Notti magiche o notti da dimenticare? I racconti di giacche perse, vicini spioni, colazioni il giorno dopo e nessun tabù di mezzo.

«Don’t you know that you’re nothing more than a one night stand; tomorrow I’ll be on my way, and you can catch me if you can honey, take me by the hand and play that game again, yeah» se a urlarvelo fosse ancora Janis Joplin che a quella One Night Stand ha dedicato una canzone epocale forse non la prendereste (così) male. Eppure: i partner non la prendono sempre benissimo questa dichiarazione di “una notte sola e poi mai più”. Errore: perché le donne che dichiarano che “una sola notte e via” potrebbe essere l’ennesimo, finto, tabù, sul sesso che si frantuma sullo zerbino degli anni Zero. Potrebbe (anche) essere la soluzione emotiva di sempre che lascia ancora l’amaro in bocca. Andare a letto con uno sconosciuto e dimenticarsene il giorno dopo è l’ultimo tabù sessuale rimasto?
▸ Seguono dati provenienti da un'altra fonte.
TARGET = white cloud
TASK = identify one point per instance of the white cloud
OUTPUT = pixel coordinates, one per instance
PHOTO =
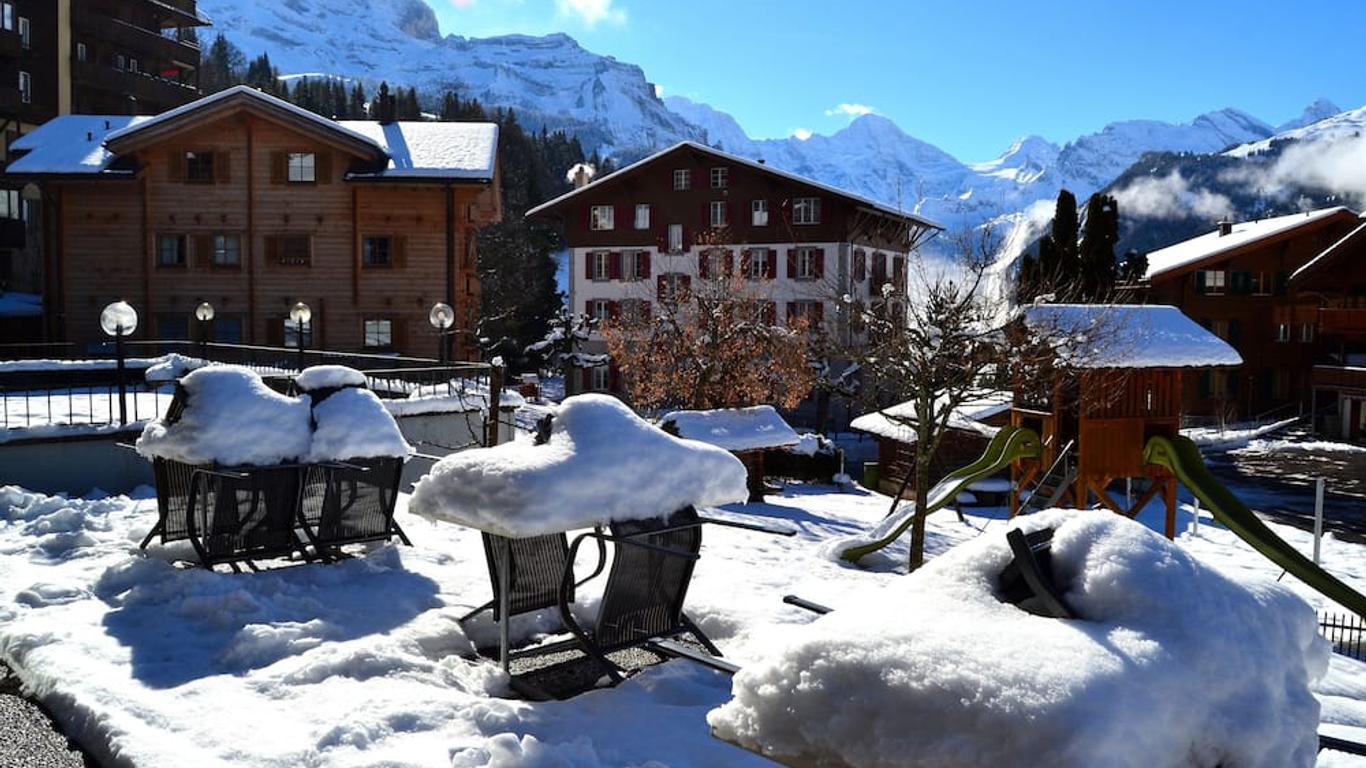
(592, 12)
(1171, 197)
(850, 111)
Scordarsi di come/quando/quante volte si può avere la memoria corta per una notte di sesso con uno sconosciuto (o quasi)? La risposta è nella ricerca condotta da Neha Gandhi su Refinery29. Anzi LE risposte che, ancora una volta, arrivano da parte di chi in quelle notti da One Night Stand ha trovato la soluzione per godersela, non soffrire più, e tornare a casa con il cuore felice per quello che è successo «aver fatto del buon sesso. Punto». A raccontarlo, nelle diverse storie raccolte dalla Gandhi sono donne molto diverse tra loro. Ma con un finale/riflessione molto più simile del previsto.